Sixteen-year-old Kendra hones her muscles and grapples with bad grammar, occasionally worrying about her brother, Thomas, who spends all day watching wrestling on TV. Their neighbour Merv is stuck in a rut, still living at home at thirty and looking after his troubled mother. When the strung-out teenager from over the road, Kendra's sometime-boyfriend, goes missing it affects them all in different and surprising ways.

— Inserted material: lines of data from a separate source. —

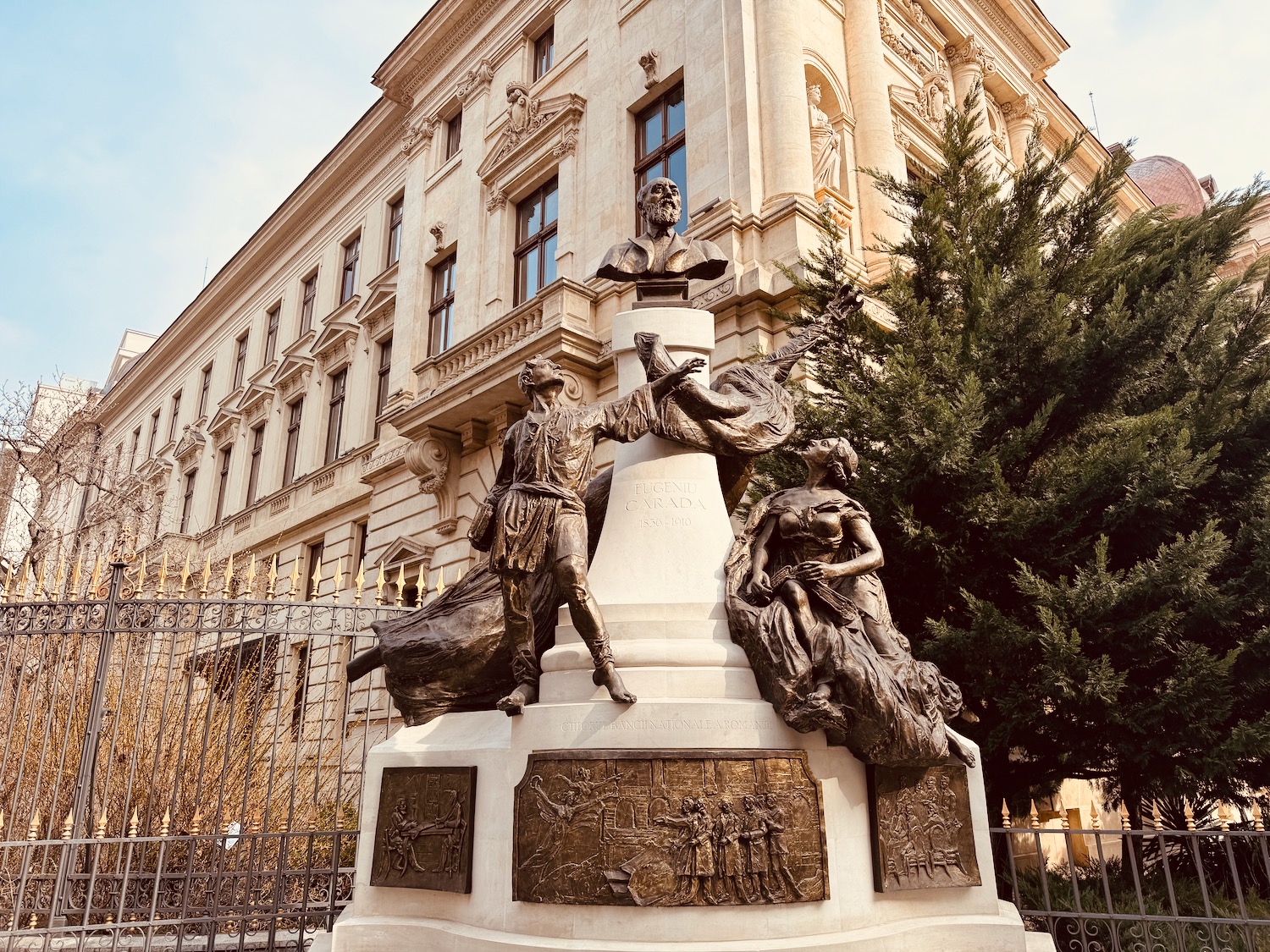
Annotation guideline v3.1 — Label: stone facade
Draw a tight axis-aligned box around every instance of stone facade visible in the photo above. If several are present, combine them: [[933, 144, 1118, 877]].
[[12, 0, 1148, 598]]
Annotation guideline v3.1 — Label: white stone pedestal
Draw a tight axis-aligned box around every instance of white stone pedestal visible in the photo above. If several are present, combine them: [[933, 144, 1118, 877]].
[[332, 309, 1044, 952]]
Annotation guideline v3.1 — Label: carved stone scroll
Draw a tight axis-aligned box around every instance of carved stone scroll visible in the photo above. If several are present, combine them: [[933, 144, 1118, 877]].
[[869, 761, 980, 893], [512, 751, 830, 906], [371, 767, 477, 893]]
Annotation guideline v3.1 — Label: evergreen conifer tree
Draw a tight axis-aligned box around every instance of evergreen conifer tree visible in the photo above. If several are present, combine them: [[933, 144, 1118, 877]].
[[759, 101, 1270, 812]]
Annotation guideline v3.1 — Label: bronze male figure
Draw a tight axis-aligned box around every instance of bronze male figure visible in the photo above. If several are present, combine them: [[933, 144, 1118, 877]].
[[472, 357, 705, 716]]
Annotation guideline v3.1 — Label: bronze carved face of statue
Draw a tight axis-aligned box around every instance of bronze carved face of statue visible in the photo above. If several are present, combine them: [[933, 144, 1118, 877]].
[[635, 178, 683, 231]]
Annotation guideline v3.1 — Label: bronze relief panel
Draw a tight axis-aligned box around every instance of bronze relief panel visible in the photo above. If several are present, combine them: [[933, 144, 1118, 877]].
[[512, 751, 830, 906], [869, 758, 980, 893], [371, 767, 477, 893]]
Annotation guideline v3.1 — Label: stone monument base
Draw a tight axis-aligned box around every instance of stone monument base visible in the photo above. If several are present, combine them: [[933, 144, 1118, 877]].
[[330, 691, 1052, 952]]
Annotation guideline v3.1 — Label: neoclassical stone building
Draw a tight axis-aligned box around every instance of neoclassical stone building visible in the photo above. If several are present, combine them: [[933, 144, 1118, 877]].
[[39, 0, 1150, 598]]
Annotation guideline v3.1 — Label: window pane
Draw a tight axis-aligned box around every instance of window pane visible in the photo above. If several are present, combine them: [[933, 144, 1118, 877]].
[[665, 146, 688, 235], [665, 86, 683, 139], [543, 235, 556, 287], [639, 109, 662, 157], [543, 185, 560, 225]]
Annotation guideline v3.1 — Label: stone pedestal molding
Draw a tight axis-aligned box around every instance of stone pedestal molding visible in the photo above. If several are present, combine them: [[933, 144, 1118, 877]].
[[330, 309, 1053, 952]]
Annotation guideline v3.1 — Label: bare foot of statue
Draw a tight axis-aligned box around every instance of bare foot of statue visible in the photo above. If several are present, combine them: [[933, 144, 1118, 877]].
[[947, 731, 975, 767], [498, 685, 538, 718], [591, 662, 635, 705]]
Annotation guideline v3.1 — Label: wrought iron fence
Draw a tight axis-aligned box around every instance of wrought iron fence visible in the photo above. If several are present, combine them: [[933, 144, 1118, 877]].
[[991, 805, 1270, 952], [0, 561, 406, 949]]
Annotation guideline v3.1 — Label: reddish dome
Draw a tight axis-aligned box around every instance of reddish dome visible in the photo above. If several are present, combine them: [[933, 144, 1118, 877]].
[[1129, 155, 1208, 215]]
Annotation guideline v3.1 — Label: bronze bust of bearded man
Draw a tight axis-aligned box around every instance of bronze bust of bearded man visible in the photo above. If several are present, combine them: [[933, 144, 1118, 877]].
[[596, 178, 728, 301], [470, 357, 705, 716]]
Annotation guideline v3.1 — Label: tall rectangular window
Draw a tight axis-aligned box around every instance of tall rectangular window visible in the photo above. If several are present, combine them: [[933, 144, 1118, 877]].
[[516, 179, 560, 305], [216, 447, 234, 526], [168, 390, 180, 441], [388, 197, 406, 266], [635, 83, 688, 235], [198, 365, 213, 418], [246, 423, 264, 507], [375, 338, 393, 437], [340, 235, 362, 304], [323, 367, 348, 466], [234, 334, 249, 390], [282, 398, 305, 487], [533, 23, 555, 81], [428, 253, 459, 357], [300, 272, 318, 334], [264, 302, 282, 365], [304, 540, 327, 602], [179, 470, 198, 535], [446, 109, 464, 160]]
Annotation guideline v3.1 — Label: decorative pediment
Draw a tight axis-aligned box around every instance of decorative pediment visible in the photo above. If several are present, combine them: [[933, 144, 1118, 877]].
[[477, 91, 587, 190], [238, 381, 273, 426], [312, 320, 361, 367], [353, 273, 396, 335], [207, 404, 243, 447], [380, 536, 434, 566], [173, 424, 207, 470], [273, 355, 314, 400]]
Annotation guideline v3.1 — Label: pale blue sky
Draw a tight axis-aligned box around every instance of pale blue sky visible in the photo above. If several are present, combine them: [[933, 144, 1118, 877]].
[[0, 0, 1270, 382]]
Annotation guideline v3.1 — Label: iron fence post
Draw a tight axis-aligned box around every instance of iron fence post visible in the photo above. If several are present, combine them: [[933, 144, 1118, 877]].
[[48, 559, 127, 928]]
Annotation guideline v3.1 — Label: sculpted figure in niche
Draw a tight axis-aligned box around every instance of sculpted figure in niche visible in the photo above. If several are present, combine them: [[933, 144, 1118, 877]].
[[807, 83, 842, 188], [726, 438, 973, 766], [472, 357, 705, 716], [596, 178, 728, 283]]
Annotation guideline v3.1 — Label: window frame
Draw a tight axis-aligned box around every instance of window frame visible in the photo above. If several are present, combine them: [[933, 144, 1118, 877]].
[[384, 195, 406, 268], [444, 109, 464, 162], [340, 231, 362, 305], [234, 332, 251, 390], [323, 366, 348, 466], [178, 467, 198, 536], [264, 301, 282, 365], [246, 423, 268, 509], [533, 23, 555, 83], [512, 175, 560, 307], [213, 444, 234, 526], [282, 398, 305, 487], [635, 80, 688, 235], [300, 272, 318, 337], [375, 335, 393, 439], [428, 257, 459, 357], [198, 363, 215, 419]]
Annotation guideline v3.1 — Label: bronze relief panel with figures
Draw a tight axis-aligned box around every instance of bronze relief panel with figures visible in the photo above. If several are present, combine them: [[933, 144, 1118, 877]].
[[371, 767, 477, 893], [512, 751, 830, 906], [869, 758, 980, 893]]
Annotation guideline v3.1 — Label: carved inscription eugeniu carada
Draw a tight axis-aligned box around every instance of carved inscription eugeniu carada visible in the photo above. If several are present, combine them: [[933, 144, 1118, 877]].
[[512, 751, 828, 906]]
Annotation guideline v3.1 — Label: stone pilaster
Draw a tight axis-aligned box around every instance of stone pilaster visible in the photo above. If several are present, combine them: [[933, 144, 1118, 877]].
[[843, 0, 907, 278], [754, 0, 813, 208], [1001, 93, 1049, 165]]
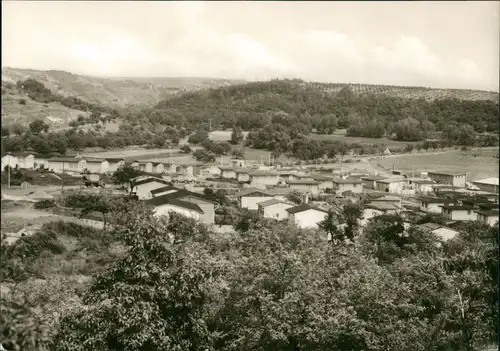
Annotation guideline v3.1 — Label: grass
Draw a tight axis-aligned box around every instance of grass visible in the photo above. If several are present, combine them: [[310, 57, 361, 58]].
[[376, 149, 498, 180], [2, 92, 88, 130], [309, 134, 418, 148]]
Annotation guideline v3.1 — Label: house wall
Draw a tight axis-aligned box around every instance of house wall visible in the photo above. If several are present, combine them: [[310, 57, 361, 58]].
[[250, 175, 279, 186], [318, 180, 333, 190], [132, 181, 170, 200], [428, 172, 467, 188], [240, 195, 274, 210], [432, 228, 458, 240], [221, 171, 236, 179], [442, 208, 477, 221], [477, 213, 498, 226], [235, 172, 250, 182], [291, 209, 326, 229], [361, 179, 377, 189], [47, 160, 87, 173], [153, 163, 165, 173], [359, 208, 383, 226], [2, 155, 19, 171], [472, 182, 498, 194], [154, 204, 200, 220], [263, 203, 293, 221], [333, 183, 363, 194], [290, 184, 319, 195], [376, 182, 403, 193], [179, 196, 215, 224], [420, 202, 444, 213]]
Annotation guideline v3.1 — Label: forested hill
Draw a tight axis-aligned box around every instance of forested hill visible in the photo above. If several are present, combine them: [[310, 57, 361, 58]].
[[150, 80, 499, 137], [2, 67, 243, 108]]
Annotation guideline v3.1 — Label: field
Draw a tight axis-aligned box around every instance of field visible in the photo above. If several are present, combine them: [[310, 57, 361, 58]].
[[309, 133, 417, 148], [374, 149, 498, 180], [2, 88, 88, 130]]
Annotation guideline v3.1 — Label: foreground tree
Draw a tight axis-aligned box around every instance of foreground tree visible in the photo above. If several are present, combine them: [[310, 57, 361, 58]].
[[111, 164, 143, 192]]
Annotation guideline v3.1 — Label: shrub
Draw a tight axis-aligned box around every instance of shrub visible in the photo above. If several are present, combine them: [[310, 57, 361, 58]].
[[33, 200, 56, 210]]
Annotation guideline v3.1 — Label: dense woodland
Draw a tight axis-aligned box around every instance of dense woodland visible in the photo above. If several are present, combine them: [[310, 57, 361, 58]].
[[0, 194, 498, 351], [2, 79, 499, 160]]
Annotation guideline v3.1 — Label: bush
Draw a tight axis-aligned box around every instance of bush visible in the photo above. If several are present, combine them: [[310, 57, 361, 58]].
[[33, 200, 56, 210]]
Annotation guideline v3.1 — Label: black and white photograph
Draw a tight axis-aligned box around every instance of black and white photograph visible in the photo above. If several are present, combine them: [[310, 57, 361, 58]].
[[0, 0, 500, 351]]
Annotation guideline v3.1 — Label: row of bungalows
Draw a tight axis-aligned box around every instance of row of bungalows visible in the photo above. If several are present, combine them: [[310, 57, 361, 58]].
[[146, 185, 217, 225], [419, 194, 498, 225], [127, 177, 217, 224], [472, 178, 498, 194], [2, 152, 36, 170]]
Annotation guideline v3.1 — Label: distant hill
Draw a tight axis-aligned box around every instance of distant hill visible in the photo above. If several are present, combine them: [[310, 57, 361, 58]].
[[2, 67, 243, 107]]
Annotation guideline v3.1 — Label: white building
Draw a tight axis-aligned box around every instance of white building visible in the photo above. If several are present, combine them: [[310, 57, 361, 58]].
[[258, 199, 295, 221], [236, 188, 274, 211], [286, 179, 319, 195], [476, 209, 498, 226], [428, 172, 467, 188], [441, 205, 477, 221], [147, 186, 217, 225], [375, 179, 405, 194], [286, 204, 328, 229], [132, 177, 170, 200], [472, 178, 498, 194]]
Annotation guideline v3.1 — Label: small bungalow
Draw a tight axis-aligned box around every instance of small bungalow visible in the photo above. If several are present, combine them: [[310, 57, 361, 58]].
[[148, 187, 217, 225], [132, 177, 170, 200], [472, 178, 498, 194], [249, 170, 279, 187], [286, 180, 319, 195], [105, 157, 125, 173], [427, 172, 467, 188], [441, 204, 477, 221], [360, 202, 400, 226], [312, 174, 333, 191], [257, 199, 295, 221], [476, 208, 498, 226], [153, 162, 165, 174], [234, 168, 250, 183], [47, 157, 87, 173], [267, 187, 294, 201], [361, 176, 386, 190], [416, 222, 458, 241], [332, 178, 363, 194], [286, 203, 328, 229], [417, 196, 454, 213], [85, 157, 109, 173], [236, 188, 274, 211], [406, 178, 434, 194], [375, 179, 405, 194], [219, 167, 236, 179]]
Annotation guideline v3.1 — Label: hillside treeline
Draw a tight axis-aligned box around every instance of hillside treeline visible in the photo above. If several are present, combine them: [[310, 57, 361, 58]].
[[0, 201, 498, 351]]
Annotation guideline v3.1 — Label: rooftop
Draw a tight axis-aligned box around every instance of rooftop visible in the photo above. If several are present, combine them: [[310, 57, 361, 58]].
[[286, 179, 319, 185], [286, 204, 328, 214], [257, 199, 294, 207], [427, 171, 467, 177], [473, 178, 498, 185], [236, 188, 273, 197], [361, 176, 386, 180], [332, 178, 363, 184], [476, 210, 498, 217]]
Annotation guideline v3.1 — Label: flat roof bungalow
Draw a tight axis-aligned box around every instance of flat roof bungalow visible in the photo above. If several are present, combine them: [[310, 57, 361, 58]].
[[472, 178, 498, 194], [286, 204, 328, 229]]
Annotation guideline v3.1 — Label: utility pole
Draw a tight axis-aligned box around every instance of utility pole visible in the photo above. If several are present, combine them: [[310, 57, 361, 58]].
[[61, 161, 64, 191]]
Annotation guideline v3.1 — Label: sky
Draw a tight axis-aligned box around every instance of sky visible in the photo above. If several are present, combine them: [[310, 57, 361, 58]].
[[2, 1, 500, 91]]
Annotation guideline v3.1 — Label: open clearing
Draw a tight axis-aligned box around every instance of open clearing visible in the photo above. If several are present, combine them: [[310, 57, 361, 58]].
[[309, 134, 418, 148], [372, 149, 498, 180]]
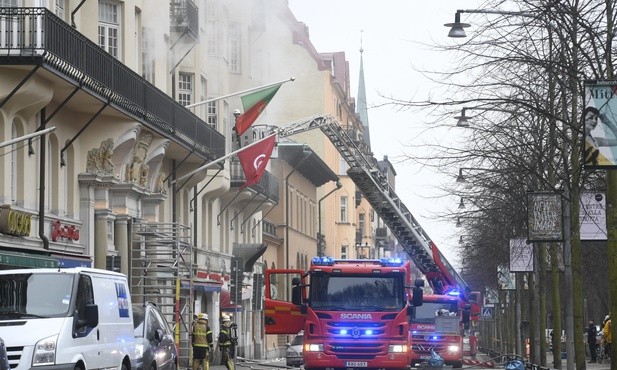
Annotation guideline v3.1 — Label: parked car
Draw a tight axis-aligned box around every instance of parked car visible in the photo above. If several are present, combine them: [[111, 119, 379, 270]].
[[133, 302, 178, 370], [0, 267, 135, 370], [0, 338, 11, 370], [285, 330, 304, 366]]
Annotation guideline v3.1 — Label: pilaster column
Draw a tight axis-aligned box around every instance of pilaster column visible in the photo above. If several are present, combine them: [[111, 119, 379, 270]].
[[94, 209, 114, 270], [114, 215, 130, 276]]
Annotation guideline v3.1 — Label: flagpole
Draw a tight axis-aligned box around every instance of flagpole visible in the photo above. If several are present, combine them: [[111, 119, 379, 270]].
[[184, 77, 296, 109], [170, 132, 277, 184]]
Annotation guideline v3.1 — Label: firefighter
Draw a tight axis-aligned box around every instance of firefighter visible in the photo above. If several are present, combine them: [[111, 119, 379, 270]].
[[192, 313, 213, 370], [218, 314, 234, 370]]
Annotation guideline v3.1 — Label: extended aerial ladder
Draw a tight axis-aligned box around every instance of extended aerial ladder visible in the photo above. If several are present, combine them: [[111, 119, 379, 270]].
[[279, 115, 470, 301]]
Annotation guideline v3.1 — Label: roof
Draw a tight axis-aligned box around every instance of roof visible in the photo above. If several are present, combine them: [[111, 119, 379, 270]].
[[278, 142, 339, 187]]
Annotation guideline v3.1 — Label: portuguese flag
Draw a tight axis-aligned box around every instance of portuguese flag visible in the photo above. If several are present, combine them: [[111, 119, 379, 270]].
[[238, 134, 276, 188], [236, 83, 282, 136]]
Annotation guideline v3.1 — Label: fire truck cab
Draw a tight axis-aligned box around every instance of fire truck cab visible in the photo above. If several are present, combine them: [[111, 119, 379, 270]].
[[265, 257, 422, 369]]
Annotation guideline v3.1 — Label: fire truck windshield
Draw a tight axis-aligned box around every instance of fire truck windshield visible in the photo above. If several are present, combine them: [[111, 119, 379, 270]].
[[310, 274, 405, 311], [413, 301, 458, 322]]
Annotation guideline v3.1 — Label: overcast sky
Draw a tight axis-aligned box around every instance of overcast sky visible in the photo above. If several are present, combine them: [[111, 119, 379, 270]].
[[289, 0, 481, 267]]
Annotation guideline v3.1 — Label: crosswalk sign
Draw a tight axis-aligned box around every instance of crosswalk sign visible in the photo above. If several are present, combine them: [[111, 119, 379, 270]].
[[482, 307, 493, 319]]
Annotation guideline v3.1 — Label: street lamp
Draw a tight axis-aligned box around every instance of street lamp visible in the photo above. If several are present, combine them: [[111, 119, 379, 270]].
[[444, 9, 536, 38], [454, 108, 472, 127], [445, 9, 564, 370]]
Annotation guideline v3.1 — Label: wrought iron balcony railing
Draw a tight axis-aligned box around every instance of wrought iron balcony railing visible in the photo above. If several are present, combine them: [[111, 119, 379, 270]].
[[375, 227, 388, 239], [229, 157, 280, 203], [0, 8, 225, 159]]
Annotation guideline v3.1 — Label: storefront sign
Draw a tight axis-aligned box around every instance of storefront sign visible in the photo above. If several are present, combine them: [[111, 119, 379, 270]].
[[0, 206, 32, 236], [51, 220, 79, 242]]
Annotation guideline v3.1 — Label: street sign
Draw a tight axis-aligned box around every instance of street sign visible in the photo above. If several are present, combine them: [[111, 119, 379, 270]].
[[482, 307, 493, 319]]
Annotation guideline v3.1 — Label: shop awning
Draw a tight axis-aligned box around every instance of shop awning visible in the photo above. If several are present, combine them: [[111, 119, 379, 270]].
[[0, 251, 58, 268], [51, 254, 92, 268], [219, 289, 242, 312], [233, 243, 268, 272], [182, 280, 221, 292]]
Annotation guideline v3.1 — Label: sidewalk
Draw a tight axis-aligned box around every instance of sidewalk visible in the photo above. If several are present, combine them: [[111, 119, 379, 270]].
[[205, 358, 286, 370], [546, 352, 611, 370]]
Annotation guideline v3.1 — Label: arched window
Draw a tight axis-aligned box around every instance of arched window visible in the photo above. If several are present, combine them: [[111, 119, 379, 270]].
[[45, 133, 59, 215], [10, 120, 28, 205]]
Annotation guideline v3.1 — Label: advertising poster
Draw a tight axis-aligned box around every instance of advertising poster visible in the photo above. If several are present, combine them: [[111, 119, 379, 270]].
[[497, 265, 516, 290], [579, 191, 607, 240], [527, 192, 563, 243], [581, 80, 617, 169], [510, 238, 533, 272]]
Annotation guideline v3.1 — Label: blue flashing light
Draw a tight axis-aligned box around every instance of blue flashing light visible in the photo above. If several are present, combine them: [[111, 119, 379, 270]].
[[379, 258, 403, 267], [311, 256, 334, 266]]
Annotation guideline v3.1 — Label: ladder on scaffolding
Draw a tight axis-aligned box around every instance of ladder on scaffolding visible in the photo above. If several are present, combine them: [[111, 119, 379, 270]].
[[131, 222, 194, 367]]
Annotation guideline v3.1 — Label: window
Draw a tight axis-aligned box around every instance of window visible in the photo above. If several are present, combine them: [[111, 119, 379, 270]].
[[178, 73, 193, 105], [207, 101, 216, 129], [358, 213, 365, 235], [199, 76, 208, 121], [338, 156, 349, 176], [55, 0, 66, 20], [141, 27, 154, 84], [99, 0, 120, 59], [10, 124, 16, 204], [73, 275, 94, 337], [206, 1, 219, 55], [340, 196, 348, 223], [229, 23, 242, 73]]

And although Kendra is apparently unconcerned, claiming that he's just run away, she can't shake the feeling that something strange is in the air this summer.
PUBLISHERS WEEKLY
Short story writer and novelist Poirier (Naked Pueblo; Goats; etc.) is making a name for himself as a chronicler of the surreal everyday life of the suburban Southwest. In his panoramic, essentially plotless second novel, he captures the aimless, air-conditioner-blasted, pop-culture-saturated nature of existence in Tucson, Ariz. During the summer of 2001, Kendra Lumm and Merv Hunter have nothing in common except proximity. She's a teenaged fitness fanatic, he's the 30-year-old manager of a Splash World, and they both live with their parents in Rancho Sin Vacas, a sprawling gated community in the desert outside Tucson, where growth occurs "at the rate of an acre an hour." Kendra is seeing an anger management therapist, and Merv is trying, halfheartedly, to determine whether he'll always be a loser who lives with his sleepwalking insomniac mother. When a Magic Marker sniffing juvenile neighbor suddenly disappears, filling everyone with concern and foreboding, the protagonists begin to address their own problems. Kendra and Merv cross paths only occasionally, but their parallel pursuits of happiness are similarly baffled and good-natured. Kendra's strange Valley Girl like speech patterns ("plussing as which") add a baroque touch to this deadpan expedition into a weird corner of the American psyche.